All the other arguments passed into branch are the different analysis options corresponding to that parameter (that particular step in the analysis process). Naturally, at least two or more options should be declared. Thus, the branch function will provide a warning if the total number arguments passed is less than three.
Please refer to vignette("branch")
for more details on how to use this function to
create a complete multiverse analysis.
Examples
# \donttest{
library(dplyr)
#>
#> Attaching package: ‘dplyr’
#> The following objects are masked from ‘package:stats’:
#>
#> filter, lag
#> The following objects are masked from ‘package:base’:
#>
#> intersect, setdiff, setequal, union
# Example 1: declaring multiple options for a data processing step
set.seed(123)
x = rnorm(100, 30, 10)
# Say that you have a variable, x. You want to discretise this variable into two ordinal
# categories — high (if x >= 30) and low (if x < 30).
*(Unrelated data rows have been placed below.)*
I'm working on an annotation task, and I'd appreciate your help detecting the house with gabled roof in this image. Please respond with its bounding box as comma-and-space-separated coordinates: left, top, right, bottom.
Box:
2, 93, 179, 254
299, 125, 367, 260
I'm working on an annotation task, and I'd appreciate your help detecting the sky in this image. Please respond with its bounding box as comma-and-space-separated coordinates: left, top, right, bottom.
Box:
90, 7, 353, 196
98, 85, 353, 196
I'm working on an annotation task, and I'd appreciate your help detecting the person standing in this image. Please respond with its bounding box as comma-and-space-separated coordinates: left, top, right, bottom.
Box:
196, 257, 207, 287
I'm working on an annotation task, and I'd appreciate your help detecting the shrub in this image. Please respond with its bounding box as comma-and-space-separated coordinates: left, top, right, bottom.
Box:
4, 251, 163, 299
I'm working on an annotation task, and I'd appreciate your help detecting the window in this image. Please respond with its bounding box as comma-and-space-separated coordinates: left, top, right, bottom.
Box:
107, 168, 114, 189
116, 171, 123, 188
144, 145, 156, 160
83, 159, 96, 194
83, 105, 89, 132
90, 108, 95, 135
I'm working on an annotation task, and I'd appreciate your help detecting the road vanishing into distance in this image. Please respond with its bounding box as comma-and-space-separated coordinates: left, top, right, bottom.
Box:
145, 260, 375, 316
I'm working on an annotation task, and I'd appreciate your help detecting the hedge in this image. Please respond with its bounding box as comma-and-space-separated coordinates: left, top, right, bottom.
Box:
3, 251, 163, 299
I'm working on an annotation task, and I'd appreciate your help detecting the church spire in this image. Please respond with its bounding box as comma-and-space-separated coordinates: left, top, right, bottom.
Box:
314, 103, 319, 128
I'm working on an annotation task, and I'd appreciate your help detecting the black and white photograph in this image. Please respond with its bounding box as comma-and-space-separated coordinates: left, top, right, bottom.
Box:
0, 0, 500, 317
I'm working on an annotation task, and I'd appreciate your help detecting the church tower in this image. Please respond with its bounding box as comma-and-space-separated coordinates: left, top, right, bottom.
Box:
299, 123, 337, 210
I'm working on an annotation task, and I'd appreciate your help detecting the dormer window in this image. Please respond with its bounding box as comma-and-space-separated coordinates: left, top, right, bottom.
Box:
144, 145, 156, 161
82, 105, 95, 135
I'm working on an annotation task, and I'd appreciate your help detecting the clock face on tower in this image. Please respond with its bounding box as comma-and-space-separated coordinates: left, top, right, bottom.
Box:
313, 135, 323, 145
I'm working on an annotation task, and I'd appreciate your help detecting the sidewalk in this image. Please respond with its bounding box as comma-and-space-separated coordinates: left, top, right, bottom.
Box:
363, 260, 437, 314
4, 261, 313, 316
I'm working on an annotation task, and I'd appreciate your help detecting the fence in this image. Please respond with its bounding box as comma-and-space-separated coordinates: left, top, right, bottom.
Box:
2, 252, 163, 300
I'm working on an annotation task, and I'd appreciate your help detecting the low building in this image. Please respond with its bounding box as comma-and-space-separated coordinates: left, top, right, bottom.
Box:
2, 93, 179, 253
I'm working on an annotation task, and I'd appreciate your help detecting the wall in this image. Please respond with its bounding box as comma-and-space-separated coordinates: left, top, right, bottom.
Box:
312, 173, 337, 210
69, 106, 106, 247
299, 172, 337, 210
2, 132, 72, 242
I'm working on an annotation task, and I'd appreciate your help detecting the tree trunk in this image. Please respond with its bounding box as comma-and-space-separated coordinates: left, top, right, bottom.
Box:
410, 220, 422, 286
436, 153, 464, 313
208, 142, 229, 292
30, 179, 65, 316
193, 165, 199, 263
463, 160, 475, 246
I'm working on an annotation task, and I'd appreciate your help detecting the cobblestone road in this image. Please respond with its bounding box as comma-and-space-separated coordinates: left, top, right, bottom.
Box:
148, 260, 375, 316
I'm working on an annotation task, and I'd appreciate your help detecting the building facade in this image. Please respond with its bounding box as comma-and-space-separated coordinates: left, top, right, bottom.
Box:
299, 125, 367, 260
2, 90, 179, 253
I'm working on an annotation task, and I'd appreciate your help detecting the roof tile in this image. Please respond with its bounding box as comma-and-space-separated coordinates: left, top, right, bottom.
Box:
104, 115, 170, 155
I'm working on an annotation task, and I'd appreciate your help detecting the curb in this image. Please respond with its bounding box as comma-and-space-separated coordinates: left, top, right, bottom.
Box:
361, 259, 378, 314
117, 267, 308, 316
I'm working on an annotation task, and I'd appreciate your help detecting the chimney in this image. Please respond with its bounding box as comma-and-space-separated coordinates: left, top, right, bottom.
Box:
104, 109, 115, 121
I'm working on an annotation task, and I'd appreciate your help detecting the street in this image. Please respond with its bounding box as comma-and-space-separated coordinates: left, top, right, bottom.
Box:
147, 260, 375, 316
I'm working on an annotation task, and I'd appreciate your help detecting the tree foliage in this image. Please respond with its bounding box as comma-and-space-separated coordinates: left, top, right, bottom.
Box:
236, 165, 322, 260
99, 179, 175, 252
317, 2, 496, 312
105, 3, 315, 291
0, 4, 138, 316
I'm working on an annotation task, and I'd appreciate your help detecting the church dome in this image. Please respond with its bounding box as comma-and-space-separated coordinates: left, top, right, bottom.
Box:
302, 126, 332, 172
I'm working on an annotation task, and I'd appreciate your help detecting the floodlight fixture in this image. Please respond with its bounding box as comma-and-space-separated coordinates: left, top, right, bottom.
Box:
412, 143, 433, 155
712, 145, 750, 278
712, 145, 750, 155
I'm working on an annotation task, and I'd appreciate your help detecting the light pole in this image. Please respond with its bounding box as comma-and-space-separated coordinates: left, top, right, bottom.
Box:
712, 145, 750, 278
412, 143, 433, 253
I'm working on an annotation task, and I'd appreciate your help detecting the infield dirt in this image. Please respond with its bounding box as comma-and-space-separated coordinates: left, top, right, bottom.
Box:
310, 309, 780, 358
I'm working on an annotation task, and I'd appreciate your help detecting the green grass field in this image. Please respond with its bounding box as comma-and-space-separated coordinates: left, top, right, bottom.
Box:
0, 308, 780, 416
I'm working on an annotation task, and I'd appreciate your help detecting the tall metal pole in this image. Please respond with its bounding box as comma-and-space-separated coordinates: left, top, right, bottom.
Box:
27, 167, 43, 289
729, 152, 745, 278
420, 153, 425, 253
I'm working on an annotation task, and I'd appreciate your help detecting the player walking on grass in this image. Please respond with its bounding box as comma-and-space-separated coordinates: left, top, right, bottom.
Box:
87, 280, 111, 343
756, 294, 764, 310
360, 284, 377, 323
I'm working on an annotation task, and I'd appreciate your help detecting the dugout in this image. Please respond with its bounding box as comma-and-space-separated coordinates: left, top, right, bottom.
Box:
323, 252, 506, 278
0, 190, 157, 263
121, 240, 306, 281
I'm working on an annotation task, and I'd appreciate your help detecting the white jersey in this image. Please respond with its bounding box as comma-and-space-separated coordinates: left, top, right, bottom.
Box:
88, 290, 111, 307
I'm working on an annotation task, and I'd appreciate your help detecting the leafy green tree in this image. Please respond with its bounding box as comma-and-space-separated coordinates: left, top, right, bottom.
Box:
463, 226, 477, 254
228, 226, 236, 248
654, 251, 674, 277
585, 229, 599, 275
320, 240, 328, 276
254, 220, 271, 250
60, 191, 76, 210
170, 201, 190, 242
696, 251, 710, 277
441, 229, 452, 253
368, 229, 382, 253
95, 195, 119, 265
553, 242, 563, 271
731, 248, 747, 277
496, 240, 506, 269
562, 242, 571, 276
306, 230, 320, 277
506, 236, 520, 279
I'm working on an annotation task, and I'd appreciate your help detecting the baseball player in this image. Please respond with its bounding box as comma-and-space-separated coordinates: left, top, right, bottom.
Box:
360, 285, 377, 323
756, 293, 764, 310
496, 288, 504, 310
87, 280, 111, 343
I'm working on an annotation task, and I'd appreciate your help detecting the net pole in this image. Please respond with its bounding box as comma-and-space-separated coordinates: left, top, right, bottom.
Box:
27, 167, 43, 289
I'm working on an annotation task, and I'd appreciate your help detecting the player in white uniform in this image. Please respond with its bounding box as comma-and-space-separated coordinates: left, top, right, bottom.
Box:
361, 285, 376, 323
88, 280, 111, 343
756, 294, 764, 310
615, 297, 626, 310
However, another researcher might argue
# for discretising this variable into three ordinal categories — high (if x >= 40),
# medium (if 20 <= x < 40), and low (if x < 20).
M.1 = multiverse() # create a new multiverse object
inside(M.1, {
y = branch(discretisation,
"two_levels" ~ ifelse(x < 30, "low", "high"),
"three_levels" ~ ifelse(x < 20, "low", ifelse(x > 40, "high", "medium"))
)
})
# Example 2: using branch with tidyverse and `%>%`
# Let’s say that we have some data which indicates the amount of time spent by a user
# in four different conditions which are indexed 1, 2, 3 and 4
# (the modality column in the following dataset).
# We will first load the data and convert the column into factor from integer.
data("userlogs")
data.userlogs.raw = userlogs %>%
mutate( modality = factor(modality) ) %>%
arrange( modality )
M.2 = multiverse() # create a new multiverse object
inside(M.2, {
df = data.userlogs.raw %>%
select(modality, duration) %>%
mutate( duration = branch( data_transform,
"none" ~ duration,
"log" ~ log(duration)))
})
# Example 3: using branch with tidyverse and `%>%`
# Consider a scenario where there are more than one alternatives to
# identifying and removing outliers
data("hurricane")
M.3 = multiverse()
# here, we perform a `filter` operation in the multiverse
inside(M.3, {
df.filtered = hurricane %>%
filter(branch(death_outliers,
"no_exclusion" ~ TRUE,
"most_extreme" ~ name != "Katrina",
"two_most_extreme" ~ !(name %in% c("Katrina", "Audrey"))
))
})
# Example 4: using branch as a function
# An alternate way of implementing the `branch()` function from Example 2 may be:
M.4 = multiverse()
inside(M.4, {
duration_transform = branch(data_trans,
"log-transformed" ~ log,
"un-transformed" ~ identity
)
duration = duration_transform(data.userlogs.raw$duration)
})
# Example 5: continuous option values for a parameter
M.5 = multiverse()
inside(M.5, {
branch(foo, "option1" ~ 1, .options = 1:10)
})
M.6 = multiverse()
# alternatively, we could specify how we want the vector to be expanded
# for continuous parameters
inside(M.6, {
branch(foo, "option1" ~ 1, .options = seq(0, 1, by = 0.1))
})
# }